Şaka gibi desem değil! Hırvat halkı ne kadar şanslıymış desem doğru! Dünya siyaset erbabına ders verse çok iyi ve yerinde olur, hatta harika olur diyor ve alkışlıyorum hemcinsimi…
Son dakikada bir haberde teeee Meksika’dan gelmez mi? Ülke tarihinin ilk sosyal demokrat devlet başkanı Andesanuel Lopez Obrador; kemer sıkma politikalarına kendi maaşından yüzde 60 kesintiye giderek başlatacağını duyurmaz mı? Her iki devlet başkanına bir aferin de benden olsun! İyi de; “Komşuda pişer bize de düşer” derdi büyüklerimiz! Ne saçma…

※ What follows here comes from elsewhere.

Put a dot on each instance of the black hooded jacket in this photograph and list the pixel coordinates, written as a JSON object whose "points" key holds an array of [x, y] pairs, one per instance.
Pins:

Bu arada unutmadan bir alkış da Katar’a! Bizi çok sevip bize dev bir uçak hediye ettikleri için!
Sahi güneşli bir havada nasıl hatırladım bunca şeyi dersem havada mı kalır, ilgisiz mi olur?
Not: Gündemin yoğunluğundan masamda kalan bu yazı için güncelliğini yitirdi demeyin. Bana göre bayağı güncel ve her daim geçerli!